Ultimate validation - mijustin
http://justinjackson.ca/ultimate-validation/

======
Jacquesvh
I completely agree that validation is sought after in the wrong places. People
feel that validation is defined by a valuation that was bloated by initial
investors or by a few people saying they are interested.

That ain't the case. You need people to put their money where their mouth is.
Bottom line.

Great read. Thanks Justin.

------
mijustin
This is something I had to learn through experience:

*"To be successful, a product needs customers that are easy to reach, cheap to convert, and undemanding to support."

When you're starting out, you're just looking for your first $1. But once you
get customers, you really need a sales process that is reproducible.

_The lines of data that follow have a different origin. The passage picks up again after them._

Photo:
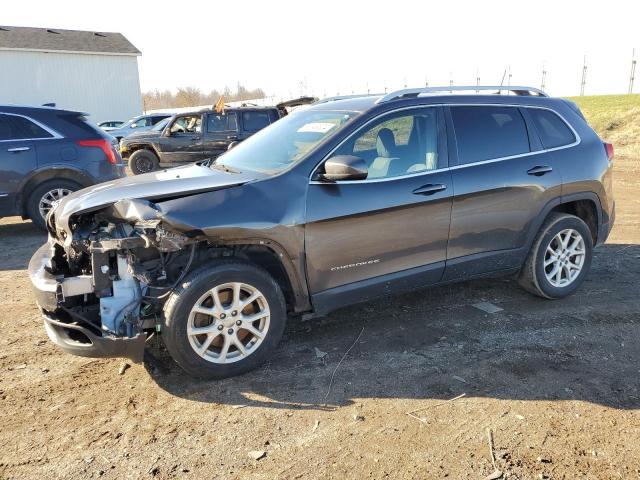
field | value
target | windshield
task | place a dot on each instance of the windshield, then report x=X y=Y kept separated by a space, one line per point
x=161 y=124
x=284 y=143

One thing I found is that if you're doing a demo, and there are multiple
decision makers on the call, that's a bad sign.

------
yazin
Great read Justin. I think the challenge lies in getting creative .. finding a
way to resist the temptation to splurge on the business before getting those
first customers _because you have to_.

------
luvo_mjayezi
Thank for sharing Justin, its also quite difficult to to reproduce the sales
rpocess when wanting to reach new customers.

------
jaytaylor
Thanks for sharing this perspective; valuable reminders to be sure.

I don't think this line of reasoning gets as much attention as it deserves.